Been skimming some articles. I LOVE how the media is trying to....fear monger.....the FED meeting and their announcement and language tomorrow. HERE are some......I could post ten times this many. Powell has said.......about 500 times......over the past 1-7 days....that there is NOT going to be any change....yet they just can not help themselves. The people writing this stuff are.......SHAMELESS. How the Federal Reserve Might Try to Calm Inflation Fears This Week US STOCKS-Wall Street dips as Fed meeting kicks off Dow snaps record-setting streak as Fed starts two-day meeting S&P 500 ends lower as investors eye Fed meeting S&P 500 Eases From Record High as Tech Fights to Hold Gains Ahead of Fed Treasury yields tick up despite good debt auction, with Fed meeting ahead
Ow Wait I misread it , darn writers, and my speed reading, i guess the first $25K or $50K of capitol gains per year is exempt , whopee , I hold onto RE so long, crap the real estate commission is more than that . Well at least it isn't as bad as I thought for the younger entrepreneurs, only us long term holders of real estate get the shaft. Can anyone point me to the nearest "TAX DEFERRED EXCHANGE LAWYER" get the feeling they are going to be more popular than ever. BUT they also want to raise the EXCISE TAX too, but of course they do. It just gets better the longer I read this. The proposal applies only to long-term capital gains income above the threshold amount of $25,000 for single filers and $50,000 for married couples or state-registered domestic partners that are joint filers.

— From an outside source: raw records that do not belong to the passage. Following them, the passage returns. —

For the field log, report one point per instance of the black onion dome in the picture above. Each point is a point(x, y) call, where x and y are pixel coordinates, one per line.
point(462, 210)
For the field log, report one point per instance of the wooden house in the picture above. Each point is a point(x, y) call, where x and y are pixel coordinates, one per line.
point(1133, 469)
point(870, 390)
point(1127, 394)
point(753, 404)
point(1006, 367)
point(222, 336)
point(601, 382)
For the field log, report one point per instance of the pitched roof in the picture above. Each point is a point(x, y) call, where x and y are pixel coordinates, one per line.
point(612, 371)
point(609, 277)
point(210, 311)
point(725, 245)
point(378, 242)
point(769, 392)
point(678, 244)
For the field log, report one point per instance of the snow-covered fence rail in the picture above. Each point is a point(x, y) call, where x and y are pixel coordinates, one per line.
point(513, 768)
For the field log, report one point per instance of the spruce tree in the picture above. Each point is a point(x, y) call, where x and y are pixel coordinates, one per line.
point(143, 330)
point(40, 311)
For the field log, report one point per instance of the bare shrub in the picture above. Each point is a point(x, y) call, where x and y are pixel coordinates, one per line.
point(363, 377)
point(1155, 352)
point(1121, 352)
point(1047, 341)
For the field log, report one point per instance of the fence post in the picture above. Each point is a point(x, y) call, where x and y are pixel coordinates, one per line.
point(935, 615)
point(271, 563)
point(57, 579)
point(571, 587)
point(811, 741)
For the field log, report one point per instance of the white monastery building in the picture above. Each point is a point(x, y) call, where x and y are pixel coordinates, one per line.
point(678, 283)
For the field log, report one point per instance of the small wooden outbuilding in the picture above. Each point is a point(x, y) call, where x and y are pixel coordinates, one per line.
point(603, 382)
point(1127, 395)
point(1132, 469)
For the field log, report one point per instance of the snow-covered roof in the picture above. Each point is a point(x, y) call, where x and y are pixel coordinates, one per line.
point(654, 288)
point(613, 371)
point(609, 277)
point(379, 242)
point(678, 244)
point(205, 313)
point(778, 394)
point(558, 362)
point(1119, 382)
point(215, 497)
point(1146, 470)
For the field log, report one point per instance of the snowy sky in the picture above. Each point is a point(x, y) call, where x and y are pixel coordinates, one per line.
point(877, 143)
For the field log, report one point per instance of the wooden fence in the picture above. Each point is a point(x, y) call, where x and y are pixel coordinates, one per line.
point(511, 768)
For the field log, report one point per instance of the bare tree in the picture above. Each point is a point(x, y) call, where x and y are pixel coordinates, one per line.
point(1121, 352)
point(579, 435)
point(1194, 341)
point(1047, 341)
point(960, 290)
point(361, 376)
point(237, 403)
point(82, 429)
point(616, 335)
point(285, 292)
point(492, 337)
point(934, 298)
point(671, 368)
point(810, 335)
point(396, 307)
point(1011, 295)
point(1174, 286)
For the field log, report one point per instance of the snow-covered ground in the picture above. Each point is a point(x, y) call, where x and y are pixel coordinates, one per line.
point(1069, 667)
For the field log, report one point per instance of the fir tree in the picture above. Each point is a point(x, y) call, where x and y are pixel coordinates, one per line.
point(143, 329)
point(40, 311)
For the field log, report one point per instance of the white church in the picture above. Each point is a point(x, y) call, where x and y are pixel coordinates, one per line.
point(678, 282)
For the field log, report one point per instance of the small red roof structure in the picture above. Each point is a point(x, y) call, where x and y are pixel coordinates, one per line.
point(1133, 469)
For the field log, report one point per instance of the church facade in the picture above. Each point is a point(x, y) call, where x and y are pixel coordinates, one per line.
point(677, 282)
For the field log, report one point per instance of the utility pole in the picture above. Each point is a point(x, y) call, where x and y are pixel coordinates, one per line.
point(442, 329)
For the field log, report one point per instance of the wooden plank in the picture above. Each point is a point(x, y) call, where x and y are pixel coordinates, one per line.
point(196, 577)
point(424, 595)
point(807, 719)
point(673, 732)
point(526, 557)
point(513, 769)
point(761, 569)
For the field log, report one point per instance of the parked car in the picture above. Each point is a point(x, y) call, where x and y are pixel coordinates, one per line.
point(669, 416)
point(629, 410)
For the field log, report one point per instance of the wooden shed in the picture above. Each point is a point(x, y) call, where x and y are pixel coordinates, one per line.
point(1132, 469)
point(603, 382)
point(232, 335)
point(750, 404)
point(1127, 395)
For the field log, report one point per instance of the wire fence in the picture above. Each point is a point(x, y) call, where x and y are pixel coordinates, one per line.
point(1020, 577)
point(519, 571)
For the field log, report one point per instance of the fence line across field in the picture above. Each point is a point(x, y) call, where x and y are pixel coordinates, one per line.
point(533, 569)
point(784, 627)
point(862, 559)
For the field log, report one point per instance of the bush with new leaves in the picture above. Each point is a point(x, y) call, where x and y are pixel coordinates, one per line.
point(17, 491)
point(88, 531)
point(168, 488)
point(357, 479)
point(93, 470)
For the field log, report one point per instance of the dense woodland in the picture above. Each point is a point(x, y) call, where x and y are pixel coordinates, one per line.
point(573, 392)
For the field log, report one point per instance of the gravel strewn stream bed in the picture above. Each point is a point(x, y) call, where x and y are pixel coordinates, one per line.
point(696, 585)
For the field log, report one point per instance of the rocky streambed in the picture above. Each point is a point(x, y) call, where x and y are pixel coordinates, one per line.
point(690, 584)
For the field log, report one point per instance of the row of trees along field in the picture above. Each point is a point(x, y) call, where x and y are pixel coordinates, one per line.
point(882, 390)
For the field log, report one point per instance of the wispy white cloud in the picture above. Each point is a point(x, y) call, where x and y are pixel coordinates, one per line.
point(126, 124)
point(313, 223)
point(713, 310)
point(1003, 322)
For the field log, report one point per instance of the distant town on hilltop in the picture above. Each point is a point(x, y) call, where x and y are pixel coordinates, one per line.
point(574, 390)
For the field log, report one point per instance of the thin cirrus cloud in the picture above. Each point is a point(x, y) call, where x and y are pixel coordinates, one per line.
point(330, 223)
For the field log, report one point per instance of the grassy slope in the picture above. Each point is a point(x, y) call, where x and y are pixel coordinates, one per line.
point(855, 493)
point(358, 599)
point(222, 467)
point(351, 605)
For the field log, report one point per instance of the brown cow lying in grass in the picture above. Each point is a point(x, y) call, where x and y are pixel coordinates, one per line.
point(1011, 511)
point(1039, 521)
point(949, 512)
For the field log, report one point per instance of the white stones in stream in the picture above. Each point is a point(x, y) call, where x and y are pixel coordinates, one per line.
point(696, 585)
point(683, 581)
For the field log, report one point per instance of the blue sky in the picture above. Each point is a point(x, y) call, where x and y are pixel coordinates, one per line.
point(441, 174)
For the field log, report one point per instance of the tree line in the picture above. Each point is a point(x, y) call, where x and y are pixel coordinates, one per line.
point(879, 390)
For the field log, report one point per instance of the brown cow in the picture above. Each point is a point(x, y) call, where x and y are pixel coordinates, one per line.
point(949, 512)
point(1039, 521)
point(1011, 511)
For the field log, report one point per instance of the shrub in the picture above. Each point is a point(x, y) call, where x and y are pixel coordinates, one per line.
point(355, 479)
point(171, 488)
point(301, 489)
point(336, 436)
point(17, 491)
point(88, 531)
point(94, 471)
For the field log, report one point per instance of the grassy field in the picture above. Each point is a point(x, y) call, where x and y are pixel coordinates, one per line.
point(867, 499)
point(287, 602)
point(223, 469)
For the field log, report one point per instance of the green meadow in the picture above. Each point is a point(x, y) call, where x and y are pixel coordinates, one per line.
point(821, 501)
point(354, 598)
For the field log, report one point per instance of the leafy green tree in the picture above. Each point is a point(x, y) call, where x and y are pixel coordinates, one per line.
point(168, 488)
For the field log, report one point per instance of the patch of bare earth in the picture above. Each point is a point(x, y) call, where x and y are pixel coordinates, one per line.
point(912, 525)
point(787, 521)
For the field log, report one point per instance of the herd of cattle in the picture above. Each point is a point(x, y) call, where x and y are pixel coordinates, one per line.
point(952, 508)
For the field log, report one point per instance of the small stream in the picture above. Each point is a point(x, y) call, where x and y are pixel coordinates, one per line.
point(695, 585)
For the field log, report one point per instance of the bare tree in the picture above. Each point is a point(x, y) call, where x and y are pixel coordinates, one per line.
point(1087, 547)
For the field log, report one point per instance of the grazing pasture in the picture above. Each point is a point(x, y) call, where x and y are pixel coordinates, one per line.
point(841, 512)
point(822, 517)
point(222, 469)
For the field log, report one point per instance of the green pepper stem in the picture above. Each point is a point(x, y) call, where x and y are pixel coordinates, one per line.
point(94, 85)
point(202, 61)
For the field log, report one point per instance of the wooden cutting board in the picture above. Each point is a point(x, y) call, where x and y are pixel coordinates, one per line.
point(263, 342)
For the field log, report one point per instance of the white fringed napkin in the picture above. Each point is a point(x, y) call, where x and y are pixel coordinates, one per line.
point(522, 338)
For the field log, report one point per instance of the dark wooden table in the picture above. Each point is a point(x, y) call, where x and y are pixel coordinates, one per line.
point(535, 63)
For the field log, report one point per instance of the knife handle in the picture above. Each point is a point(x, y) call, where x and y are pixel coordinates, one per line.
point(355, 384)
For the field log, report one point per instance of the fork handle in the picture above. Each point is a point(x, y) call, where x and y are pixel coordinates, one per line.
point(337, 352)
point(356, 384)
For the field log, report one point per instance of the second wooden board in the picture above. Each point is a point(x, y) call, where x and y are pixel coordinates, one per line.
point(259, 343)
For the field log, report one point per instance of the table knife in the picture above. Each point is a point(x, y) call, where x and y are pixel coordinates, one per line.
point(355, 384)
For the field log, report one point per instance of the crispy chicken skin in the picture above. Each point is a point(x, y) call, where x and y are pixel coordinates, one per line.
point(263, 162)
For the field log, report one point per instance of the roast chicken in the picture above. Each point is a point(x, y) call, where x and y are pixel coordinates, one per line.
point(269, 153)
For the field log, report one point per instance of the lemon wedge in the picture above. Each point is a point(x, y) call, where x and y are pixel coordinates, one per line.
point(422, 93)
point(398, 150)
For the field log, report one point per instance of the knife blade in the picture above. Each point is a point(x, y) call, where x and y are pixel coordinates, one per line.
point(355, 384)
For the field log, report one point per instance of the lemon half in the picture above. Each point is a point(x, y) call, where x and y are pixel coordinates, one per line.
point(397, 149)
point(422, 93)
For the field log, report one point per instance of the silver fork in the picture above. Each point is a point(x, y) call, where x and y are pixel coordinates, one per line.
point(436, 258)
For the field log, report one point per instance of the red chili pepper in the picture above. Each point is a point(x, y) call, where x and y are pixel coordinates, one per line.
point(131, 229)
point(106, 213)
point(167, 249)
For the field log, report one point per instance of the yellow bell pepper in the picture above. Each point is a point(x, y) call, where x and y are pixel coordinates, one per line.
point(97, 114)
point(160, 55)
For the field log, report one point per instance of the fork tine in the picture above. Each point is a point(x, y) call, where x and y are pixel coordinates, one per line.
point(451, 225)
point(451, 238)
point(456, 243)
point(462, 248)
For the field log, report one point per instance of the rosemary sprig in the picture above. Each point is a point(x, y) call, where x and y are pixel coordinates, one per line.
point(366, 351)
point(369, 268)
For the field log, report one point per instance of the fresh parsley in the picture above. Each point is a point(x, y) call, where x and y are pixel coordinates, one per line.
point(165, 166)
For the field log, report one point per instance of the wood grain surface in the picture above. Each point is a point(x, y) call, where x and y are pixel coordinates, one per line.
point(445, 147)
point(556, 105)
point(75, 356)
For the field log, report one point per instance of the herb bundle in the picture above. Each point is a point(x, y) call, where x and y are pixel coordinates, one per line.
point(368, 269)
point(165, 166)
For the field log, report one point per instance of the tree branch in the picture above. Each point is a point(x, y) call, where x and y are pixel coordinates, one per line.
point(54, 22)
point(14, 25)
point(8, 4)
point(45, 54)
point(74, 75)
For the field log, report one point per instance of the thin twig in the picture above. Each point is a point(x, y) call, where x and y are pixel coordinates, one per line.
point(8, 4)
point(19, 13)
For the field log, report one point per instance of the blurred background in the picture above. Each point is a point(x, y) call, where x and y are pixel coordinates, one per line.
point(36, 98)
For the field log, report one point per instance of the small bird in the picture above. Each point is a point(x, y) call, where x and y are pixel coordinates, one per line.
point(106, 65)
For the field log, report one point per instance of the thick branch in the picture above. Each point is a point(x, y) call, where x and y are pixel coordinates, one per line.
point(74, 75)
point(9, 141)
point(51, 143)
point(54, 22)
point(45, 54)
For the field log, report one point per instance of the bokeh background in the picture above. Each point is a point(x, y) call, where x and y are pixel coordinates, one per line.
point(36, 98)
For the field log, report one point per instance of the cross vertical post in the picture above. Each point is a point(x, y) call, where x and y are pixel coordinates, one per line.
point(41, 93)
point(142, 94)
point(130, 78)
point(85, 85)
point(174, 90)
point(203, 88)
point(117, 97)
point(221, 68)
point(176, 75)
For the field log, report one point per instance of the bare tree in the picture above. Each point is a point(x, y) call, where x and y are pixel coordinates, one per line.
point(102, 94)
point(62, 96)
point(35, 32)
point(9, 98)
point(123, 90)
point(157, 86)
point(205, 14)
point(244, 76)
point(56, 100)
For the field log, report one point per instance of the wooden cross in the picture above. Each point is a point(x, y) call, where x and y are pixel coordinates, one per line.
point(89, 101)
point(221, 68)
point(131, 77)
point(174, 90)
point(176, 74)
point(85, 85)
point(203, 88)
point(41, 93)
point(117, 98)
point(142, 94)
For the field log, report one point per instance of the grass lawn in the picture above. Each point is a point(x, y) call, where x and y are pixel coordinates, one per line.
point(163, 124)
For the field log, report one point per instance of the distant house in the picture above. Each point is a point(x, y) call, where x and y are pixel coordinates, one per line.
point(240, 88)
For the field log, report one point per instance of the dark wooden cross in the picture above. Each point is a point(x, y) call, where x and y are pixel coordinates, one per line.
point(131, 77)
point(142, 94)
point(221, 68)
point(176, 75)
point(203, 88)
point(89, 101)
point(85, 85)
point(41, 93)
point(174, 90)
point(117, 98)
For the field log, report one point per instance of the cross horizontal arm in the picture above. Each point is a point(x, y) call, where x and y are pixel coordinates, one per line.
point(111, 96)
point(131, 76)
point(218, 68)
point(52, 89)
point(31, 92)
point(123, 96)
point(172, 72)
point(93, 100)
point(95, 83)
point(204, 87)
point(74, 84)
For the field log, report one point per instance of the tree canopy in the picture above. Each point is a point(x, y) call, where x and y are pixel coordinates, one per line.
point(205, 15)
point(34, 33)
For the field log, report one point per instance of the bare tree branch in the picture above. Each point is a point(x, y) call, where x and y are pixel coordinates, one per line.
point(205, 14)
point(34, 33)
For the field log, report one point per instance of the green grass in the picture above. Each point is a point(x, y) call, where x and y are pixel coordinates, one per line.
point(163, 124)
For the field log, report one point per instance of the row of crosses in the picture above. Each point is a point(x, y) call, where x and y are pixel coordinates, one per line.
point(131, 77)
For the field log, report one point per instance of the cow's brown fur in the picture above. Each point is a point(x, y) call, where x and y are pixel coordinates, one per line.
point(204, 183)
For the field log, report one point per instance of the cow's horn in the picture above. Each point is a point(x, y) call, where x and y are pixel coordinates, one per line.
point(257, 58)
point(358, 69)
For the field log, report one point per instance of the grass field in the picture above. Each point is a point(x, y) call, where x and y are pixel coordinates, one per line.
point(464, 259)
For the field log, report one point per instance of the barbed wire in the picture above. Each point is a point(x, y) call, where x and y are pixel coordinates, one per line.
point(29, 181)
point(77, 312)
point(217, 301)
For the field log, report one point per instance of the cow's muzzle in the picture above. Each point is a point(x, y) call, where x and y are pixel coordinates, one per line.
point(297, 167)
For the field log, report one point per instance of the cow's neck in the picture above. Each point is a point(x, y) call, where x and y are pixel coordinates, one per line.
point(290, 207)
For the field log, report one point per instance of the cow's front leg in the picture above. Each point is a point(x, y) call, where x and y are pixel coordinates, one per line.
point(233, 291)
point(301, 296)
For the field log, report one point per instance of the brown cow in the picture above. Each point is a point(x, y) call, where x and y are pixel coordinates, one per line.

For example, a single filer with an adjusted federal long-term capital gain of $30,000 in a taxable year would report Washington capital gains of just $5,000. Graduated real estate excise tax rates range from 0.75% to 2.5% Description This proposal creates graduated state real estate excise tax (REET) rates of: three-quarters percent (0.75) if the selling price is less than $250,000, 1.28 percent if the selling price is at least $250,000 but less than $1 million, 2 percent if the selling price is at least $1 million but less than $5 million, and 2.5 percent if the selling price is $5 million or more. Right now it's 1.28% Ow well , Somehow today I was up .30% , beat all the indexes , quit bitchin OLDMAN ........OK
SORRY......oldmanram. This is all speculation at this point.....but....I heard a person on the radio theother day on a financial show saying that one of the things they want to get rid of is TAX DEFERRED EXCHANGES.
Yup more of the same.... Tech is TOO high, and inflation based on investors buying GME at $250 is the reason! Therefore the feds WONT raise interest rates till late next year and that will cause EVERYONE to bring back value stocks up. That makes soooo much sense! Hey, I’m ready for another dip, as many as they dish! By now you can already see that nasdaq is NOT in a bubble like they suggested up till last week, this is NOT a repeat of the dotcom bubble. AMZN GOOG AAP heck even TSLA are VERY MUCH the successful companies that the market claimed them up till recently to be. They very much OUTPERFORMED every godamn sector in the market and that will NEVER change. Covid or not. And I will say this again- I’m all for a correction- I’m all for higher interest rates- this is how economy works- this is how it has been for the past (at least) 50 years so why should it be any different now? A correction is good and will bring in even bigger highs after it settles. Enjoy buying the dip... again!
I like your statement. Let me ask you this. Do you have well rooted principles for investing you never have broken. Your Churn comment takes me back to Elkhorn Wisc, in 1963 when I watched my best friends mom churn butter.